Interestingly, after Thatcher had gone and her legacy limped on in John Major's enfeebled government, the baton was picked up by New Labour. While pursuing economic policies that remained within the Thatcherite mold, Blairism did rebuild the public realm and make significant inroads into child and pensioner poverty, as well as tackle the Tory left overs of crumbling hospitals and schools (though in such a way that Blairism wrecked the party), but the eugenics streak came to the surface. Sure Start, for example, has made a real difference to millions of parents. However its design was about inculcating parental virtues as well as offering child care facilities. They were (and are) instruments for the moral improvement of the working class, defined and devised entirely from above. Tough on crime, tough on the causes of crime saw a ramping up of authoritarian discipline in schools, and a web of measures linking children's behaviour to an array of sanctions that could be enforced against their parents. Social security deepened Thatcherite logics with the introduction of welfare-to-work schemes that, again, didn't lead to real jobs but "morally improved" the feckless workless according to norms that once ruled the workhouse. The nearest New Labour came to openly touting eugenics was the proposal to fight "social exclusion" by identifying "at risk" babies before they were born. The fag end of Blair's time was about "troubled families" and broken relationships, completely divorced from his government's social policy that, unconsciously, was corrosive of social solidarities.

This brings us up to date. The Tories' embrace of austerity has meant defunding New Labour's hands-on approach, and has abandoned their liberal eugenics for something more sinister: eugenics by indifference. The cuts to adult social care, the underfunding of the NHS, the bedroom tax, cuts to council tax benefit, the explosion of JSA sanctions, the stubborn insistence on the work capability assessment has, as we know, led to at least 120,000 excess deaths during their period of office. These are the most vulnerable, the most infirm, the most precarious people. In other words, this is eugenics as social murder, a dying off of what Ebenezer Scrooge called the "surplus population": people who cannot work and/or live lifestyles that attract moralistic sneers from the very class that oversees this system. The horror is only acknowledged by the Tories in one way, as the (justified) consequence of failures of individual responsibility. They made the wrong choices and they have to take responsibility for them. The victims and survivors of Tory austerity are unpeople who deserve no sympathy, no recognition of their humanity and if they are to be noted at all, it's as butts of eugenics fantasies spoken aloud.

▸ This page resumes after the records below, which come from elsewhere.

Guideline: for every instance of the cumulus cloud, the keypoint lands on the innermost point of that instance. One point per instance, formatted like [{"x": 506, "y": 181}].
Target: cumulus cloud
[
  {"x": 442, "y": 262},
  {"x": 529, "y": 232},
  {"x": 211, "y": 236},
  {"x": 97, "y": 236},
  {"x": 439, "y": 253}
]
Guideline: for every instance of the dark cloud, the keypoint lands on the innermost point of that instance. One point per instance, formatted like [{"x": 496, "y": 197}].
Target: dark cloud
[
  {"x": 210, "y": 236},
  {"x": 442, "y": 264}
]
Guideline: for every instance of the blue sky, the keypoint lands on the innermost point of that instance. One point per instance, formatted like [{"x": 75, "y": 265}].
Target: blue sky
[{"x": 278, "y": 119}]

Eugenics then as a self-styled science of human improvement is inseparable from management, from governance and from government. It is a body of knowledge that ranges across human knowledge that informs policy, popular culture, and research trajectories in the biological sciences. But it is not and has never been separate from power, of the management of populations by governments and state institutions. Eugenics, whether "positive" or negative, is an outlook, a distorted view of the way of the social world as it appears from above, from the summit of governing elites and ruling classes. Eugenics so informs the Tories not because they are empty of other ideas, which they are, but because it's a fundamental part of their make up. As the preferred party of government, as the defender of privilege, as the champion of minority interests against those of the overwhelming majority, eugenics as a tool of control and a technology of discipline is organic to their political project. The likes of Toby Young, Boris Johnson and Ben Bradley are not aberrations. They are spokespeople of an attitude, an idea, a sensibility that is inseparable from Toryism.